The current situation has recently been summed up as supporting “three major hypotheses related to dementia: amyloid deposition and secondary synaptic loss, as a unique disease; vascular injury; and ‘aging’” (Kuller and Lopez, 2011). But how do we prevent “aging”? And what might be the implications for potential prevention and treatment strategies for AD?

In the young-onset group, those at genetic risk can be identified for prevention or early intervention. Unless the appropriate gene therapy can be devised, the common therapeutic goal would be to strike early at the key disease-promoting pathway–for example, interfering with the production and aggregation of insoluble beta amyloid protein (Rafii and Aisen, 2009; Golde et al., 2009) and possibly tau phosphorylation (Schneider and Mandelkow, 2008) in the brain.

In the intermediate-onset group, the goals might include similar efforts at prevention as in young onset patients. But, especially when preclinical disease is suspected based on the detection of amyloid biomarkers, therapies may also be designed to undo already existing disease, for example, by promoting clearance and excretion of already deposited amyloid (Rafii and Aisen; 2009; Mawuenyega et al., 2010) and tau (Schneider and Mandelkow, 2008) proteins. In this group there might also be benefits to controlling inflammation and vascular risk (Craft, 2009), so that even if insoluble amyloid and hyperphosphorylated tau proteins have begun to accumulate, clinical expression of the dementia can be delayed or prevented.

The oldest-onset group presents a different and more formidable challenge, because their only risk factor is age, or, stated otherwise, they have yet to demonstrate a “preventable determinant” (Kuller and Lopez, 2009). In this group, the much-sought agents which interrupt the amyloid pathway may slow Alzheimer-type pathogenesis without having a proportionate impact on incident dementia. Given the complex etiology of dementia in the very old, extrapolating from “cleaner” pathophysiologic models derived from the study of younger patients may not yield insights likely to produce effective therapies for the very old.

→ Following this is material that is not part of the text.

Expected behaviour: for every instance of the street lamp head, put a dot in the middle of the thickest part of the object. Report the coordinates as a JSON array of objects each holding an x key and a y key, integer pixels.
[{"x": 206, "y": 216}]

The final, somewhat ironic, twist in the plot is that the youngest group is very small while the oldest group is the largest and fastest growing (Kinsella and Wan, 2009). Thus, in terms of the potential market for pharmaceutical treatment of AD, the largest group of customers may be the one in which treatment targeting amyloid pathways may prove the least likely to be effective. Meanwhile, the early-onset population, in which disease-specific, even pathway-specific, interventions seem the most promising, is so small that true anti-AD agents may be virtual “orphan drugs.” Like most syndromes of the elderly, dementia of AD type in the oldest-old may be a disorder of multifactorial causation, with causes including multiple and perhaps ineluctable aging processes. In that case, prospects for meaningfully effective intervention may be least likely in the very population which largely drives the dire predictions regarding the looming societal costs of health care for AD (Alzheimer’s Disease International, 2010).

The aesthetically less than satisfying reality may be that prevention and treatment of AD in the very old will involve searching out therapeutic footholds in a variety of contributory disorders. The objective may be to delay onset and attenuate clinical severity rather than to attack a central, even singular, cause. Perhaps the giant against whom we struggle is less like Goliath, to be felled by a single strategically placed pebble from a slingshot, and more like Gulliver, to be wounded and contained by a myriad Lilliputian arrows and shackles.